In answer, Helikaon turned the rock around. Scratched onto the flat surface was a crude stick figure with a circle for the head. He raised his eyebrows at me.

‘So I’m guessing it’s not going to fool anyone.’

‘Oh, I dunno, let’s ask him.’ Helikaon waggled the rock in his hand, talking at me out of the side of his mouth in a high-pitched squeaky voice. ‘“Sure thing, Master Helikaon, sir! I’m a real boy! Just look at me!”’

‘Going to take that as a “no”.’

Helikaon waved the rock. ‘“Why howdy, Mister Verus! You sure are a big shot to make something like me! Why, I bet no one’s gonna notice a thing!”’

‘Okay, how do I improve it?’

‘“Improve? Why gosh darnit, there’s nothing to improve! Just look at how—” ’

‘Please stop.’

Helikaon tossed the rock to the ground with a clatter. ‘All right,’ I said. ‘It sucks. How do I make it not suck?’
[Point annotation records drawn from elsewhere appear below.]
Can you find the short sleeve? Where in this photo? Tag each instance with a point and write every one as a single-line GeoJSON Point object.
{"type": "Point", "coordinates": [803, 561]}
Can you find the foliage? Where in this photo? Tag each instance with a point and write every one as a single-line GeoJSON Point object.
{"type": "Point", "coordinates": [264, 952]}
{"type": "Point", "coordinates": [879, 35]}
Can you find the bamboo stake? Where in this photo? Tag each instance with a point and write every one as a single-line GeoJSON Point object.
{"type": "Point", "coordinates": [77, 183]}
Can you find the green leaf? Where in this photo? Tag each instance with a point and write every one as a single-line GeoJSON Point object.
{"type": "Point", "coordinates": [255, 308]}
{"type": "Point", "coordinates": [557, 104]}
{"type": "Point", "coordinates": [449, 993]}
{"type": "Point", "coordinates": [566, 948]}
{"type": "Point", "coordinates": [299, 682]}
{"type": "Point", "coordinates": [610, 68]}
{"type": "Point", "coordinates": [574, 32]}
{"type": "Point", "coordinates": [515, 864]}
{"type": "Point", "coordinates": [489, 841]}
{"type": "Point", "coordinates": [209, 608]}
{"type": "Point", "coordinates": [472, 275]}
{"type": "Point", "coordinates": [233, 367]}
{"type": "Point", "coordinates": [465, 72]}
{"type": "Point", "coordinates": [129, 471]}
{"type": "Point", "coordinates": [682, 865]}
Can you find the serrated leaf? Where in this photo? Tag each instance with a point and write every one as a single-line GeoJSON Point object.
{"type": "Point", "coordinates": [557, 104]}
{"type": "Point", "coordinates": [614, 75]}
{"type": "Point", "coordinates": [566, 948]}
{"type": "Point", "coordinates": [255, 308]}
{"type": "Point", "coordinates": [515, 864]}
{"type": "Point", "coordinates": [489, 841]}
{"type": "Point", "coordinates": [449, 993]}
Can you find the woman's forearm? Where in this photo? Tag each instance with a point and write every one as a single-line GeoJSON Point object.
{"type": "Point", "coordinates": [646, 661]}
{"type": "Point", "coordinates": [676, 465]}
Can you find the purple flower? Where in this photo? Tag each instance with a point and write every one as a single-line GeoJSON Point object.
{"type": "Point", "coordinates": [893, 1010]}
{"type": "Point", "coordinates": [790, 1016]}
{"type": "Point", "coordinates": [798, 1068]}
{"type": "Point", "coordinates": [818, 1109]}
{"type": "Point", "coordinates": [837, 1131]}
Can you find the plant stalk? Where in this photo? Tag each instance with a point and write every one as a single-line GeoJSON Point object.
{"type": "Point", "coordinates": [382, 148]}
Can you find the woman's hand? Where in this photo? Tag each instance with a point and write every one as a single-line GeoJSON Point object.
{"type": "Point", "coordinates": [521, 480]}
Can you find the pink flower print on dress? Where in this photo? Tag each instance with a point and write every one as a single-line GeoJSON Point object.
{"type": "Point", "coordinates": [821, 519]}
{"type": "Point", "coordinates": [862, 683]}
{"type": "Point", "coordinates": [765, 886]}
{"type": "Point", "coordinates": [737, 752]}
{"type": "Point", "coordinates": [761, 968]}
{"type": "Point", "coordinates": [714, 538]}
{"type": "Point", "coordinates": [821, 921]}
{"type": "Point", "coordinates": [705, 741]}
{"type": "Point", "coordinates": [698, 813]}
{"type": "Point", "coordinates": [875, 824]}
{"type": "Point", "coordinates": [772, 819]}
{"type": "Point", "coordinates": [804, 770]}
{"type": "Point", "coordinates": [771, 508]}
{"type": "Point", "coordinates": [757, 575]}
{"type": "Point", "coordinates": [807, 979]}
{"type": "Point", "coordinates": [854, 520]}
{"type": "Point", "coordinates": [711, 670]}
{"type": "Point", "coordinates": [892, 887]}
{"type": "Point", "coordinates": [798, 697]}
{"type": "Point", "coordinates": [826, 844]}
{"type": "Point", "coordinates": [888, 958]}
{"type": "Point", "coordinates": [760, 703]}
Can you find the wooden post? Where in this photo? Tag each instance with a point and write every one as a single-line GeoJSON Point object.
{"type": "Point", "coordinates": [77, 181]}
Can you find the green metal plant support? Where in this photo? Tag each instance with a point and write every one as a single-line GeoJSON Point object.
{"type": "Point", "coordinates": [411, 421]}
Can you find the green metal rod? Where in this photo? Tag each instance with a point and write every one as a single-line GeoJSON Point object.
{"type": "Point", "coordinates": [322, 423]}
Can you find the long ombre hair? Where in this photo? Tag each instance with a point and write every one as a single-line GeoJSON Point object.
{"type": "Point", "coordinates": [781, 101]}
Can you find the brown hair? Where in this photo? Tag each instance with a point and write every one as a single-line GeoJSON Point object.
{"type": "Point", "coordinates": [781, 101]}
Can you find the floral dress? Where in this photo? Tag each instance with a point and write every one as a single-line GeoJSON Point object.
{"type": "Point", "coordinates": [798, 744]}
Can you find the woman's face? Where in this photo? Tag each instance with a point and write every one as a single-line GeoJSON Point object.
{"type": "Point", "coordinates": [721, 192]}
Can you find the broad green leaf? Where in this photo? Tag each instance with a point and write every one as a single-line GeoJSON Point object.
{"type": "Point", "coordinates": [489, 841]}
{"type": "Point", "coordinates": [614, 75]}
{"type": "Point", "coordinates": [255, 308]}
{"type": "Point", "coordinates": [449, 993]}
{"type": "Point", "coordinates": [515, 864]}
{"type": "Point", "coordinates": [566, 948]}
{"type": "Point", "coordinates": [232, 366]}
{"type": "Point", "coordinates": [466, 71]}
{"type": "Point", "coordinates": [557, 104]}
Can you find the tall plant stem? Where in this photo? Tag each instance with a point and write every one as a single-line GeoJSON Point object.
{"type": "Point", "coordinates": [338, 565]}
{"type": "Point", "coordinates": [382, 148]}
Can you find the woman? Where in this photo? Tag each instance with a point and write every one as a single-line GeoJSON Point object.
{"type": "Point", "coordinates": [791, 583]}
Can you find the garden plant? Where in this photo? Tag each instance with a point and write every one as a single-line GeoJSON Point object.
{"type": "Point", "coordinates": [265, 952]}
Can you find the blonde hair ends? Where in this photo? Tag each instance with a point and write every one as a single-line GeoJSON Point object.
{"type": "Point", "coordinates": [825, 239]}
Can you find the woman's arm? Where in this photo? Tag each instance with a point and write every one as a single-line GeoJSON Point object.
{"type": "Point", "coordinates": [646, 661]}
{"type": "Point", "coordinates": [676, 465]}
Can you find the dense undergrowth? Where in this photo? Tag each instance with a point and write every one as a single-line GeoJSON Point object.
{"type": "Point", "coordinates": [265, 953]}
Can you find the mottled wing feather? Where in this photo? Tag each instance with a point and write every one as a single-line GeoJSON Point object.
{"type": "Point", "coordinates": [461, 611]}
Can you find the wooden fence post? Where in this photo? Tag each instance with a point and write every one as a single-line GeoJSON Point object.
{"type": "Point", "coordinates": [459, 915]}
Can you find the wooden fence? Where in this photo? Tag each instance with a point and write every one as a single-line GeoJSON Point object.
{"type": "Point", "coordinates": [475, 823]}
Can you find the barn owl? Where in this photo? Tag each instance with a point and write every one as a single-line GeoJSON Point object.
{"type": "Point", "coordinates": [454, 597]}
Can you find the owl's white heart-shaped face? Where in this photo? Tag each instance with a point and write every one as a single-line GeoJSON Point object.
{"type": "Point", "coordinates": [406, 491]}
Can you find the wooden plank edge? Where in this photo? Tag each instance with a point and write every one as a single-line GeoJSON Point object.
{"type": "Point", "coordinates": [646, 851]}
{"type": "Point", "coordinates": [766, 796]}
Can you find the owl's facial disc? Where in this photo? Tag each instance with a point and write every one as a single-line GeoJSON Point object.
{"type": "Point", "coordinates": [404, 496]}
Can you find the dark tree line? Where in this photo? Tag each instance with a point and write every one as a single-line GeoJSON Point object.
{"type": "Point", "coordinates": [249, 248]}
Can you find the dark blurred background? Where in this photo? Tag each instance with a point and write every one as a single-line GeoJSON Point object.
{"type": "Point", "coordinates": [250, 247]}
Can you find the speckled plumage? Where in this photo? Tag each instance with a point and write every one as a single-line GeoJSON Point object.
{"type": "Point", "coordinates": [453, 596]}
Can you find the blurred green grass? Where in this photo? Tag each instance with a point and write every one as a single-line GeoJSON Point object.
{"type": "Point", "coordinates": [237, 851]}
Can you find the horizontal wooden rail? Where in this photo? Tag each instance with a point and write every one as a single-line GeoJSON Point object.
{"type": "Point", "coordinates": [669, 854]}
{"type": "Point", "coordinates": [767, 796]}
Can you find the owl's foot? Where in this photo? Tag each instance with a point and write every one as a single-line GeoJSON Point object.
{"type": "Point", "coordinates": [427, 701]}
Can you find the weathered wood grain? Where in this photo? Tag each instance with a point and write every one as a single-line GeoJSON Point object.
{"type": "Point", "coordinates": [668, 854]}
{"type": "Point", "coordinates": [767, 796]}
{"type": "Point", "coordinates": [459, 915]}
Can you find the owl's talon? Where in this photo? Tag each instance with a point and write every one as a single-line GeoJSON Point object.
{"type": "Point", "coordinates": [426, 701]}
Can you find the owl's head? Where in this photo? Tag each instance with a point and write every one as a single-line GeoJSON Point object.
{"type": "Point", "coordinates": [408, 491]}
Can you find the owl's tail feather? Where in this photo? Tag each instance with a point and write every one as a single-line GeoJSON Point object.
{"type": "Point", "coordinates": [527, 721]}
‘Six months’ practice,’ Helikaon said, thankfully going back to his normal voice. ‘Year if you want to get good.’

‘That’s a little more time than I have.’

‘How long do you have?’

‘About half a day.’

‘Then you’re going to suck,’ Helikaon said with finality.

I grimaced.

‘Told you you weren’t going to like it.’

The realistic part of me wasn’t surprised. Learning new spells is a slow business. ‘All right,’ I said. ‘How do I spot fake futures?’

‘Same way you spot a forgery,’ Helikaon said. ‘Know what to look for and practise a lot.’

‘And is that also going to take months?’

Helikaon grinned at me with a certain sadism. ‘Few weeks.’

I sighed, then rubbed the bridge of my nose.

‘And that’s why doing this shit is dumb,’ Helikaon said. ‘How many years you think Drakh’s been doing this? Hm? How many other mages he’s gone up against? ’Course he’s going to be better than you. Yeah, you can dance around, look for an angle. Wait for him to make a mistake. And maybe he will. Or maybe it’ll be you.’ Helikaon spread his hands. ‘Why risk it?’